After the British East India Company conquered Punjab, it created the Upper Bari Doab Canal (UBDC) system, bringing waters from the Ravi River to irrigate lands in the Bari doab (the interfluvial regions between the Ravi and Beas-Sutlej rivers). The main branch of the UBDC ran through the village of Bedian.

During the partition of India, the Radcliffe Line, which divided the Punjab province into West Punjab (Pakistan) and East Punjab (India), fell close to Bedian. Radcliffe added a portion of the Kasur tehsil to the East Punjab in order to connect the Amritsar District with the rest of East Punjab.
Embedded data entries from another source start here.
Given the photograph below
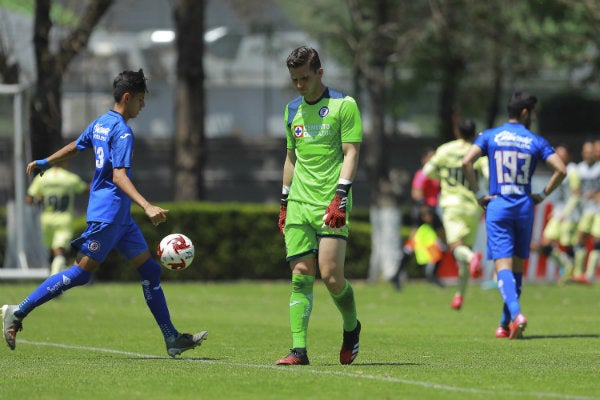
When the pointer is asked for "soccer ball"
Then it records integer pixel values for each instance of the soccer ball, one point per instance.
(176, 251)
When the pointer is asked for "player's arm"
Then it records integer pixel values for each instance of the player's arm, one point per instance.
(155, 213)
(431, 170)
(560, 172)
(335, 214)
(468, 165)
(350, 165)
(65, 153)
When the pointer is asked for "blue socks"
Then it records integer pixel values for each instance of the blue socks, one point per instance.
(155, 298)
(53, 287)
(509, 285)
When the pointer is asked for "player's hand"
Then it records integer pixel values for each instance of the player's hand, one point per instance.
(156, 214)
(282, 212)
(38, 165)
(537, 199)
(335, 215)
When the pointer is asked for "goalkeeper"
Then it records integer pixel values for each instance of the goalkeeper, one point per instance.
(324, 132)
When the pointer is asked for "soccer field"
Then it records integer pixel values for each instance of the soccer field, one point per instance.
(100, 342)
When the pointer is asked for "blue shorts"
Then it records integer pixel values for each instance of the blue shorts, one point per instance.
(100, 238)
(509, 226)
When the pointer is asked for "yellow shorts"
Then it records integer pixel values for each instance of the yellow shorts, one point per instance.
(460, 224)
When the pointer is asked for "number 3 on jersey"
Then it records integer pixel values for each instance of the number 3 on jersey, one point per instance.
(512, 166)
(99, 157)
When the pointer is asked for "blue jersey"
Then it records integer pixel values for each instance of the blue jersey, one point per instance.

But Bedian fell just outside of the portion and remained in Pakistan.

At the time of Partition when the Bedi Sikhs were fleeing to India, they asked their servants who were Mazhabi Sikhs to stay back and look after their property. Mazhabi Sikhs later converted to Christianity to escape persecution, thus creating a Christian population in the village.

After partition, the Indian Punjab claimed proprietary rights to the waters of the UBDC. To avoid dependence on Indian Punjab, Pakistan created the Bambawali-Ravi-Bedian Canal, bringing waters from the Chenab River to replace those of the Indian UBDC. The old channels of the UBDC in Pakistan continue to be used with water from the BRB canal and other link canals.

== Transportation ==
Bedian has a direct road to Lahore, which is called the Bedian Road.

The distance to the Lahore city centre about 30 km. The distance to the outskirts of Lahore, along the Hudiara drain, is 20 km.

The Bedian Road is home to much active development of residential areas around Lahore.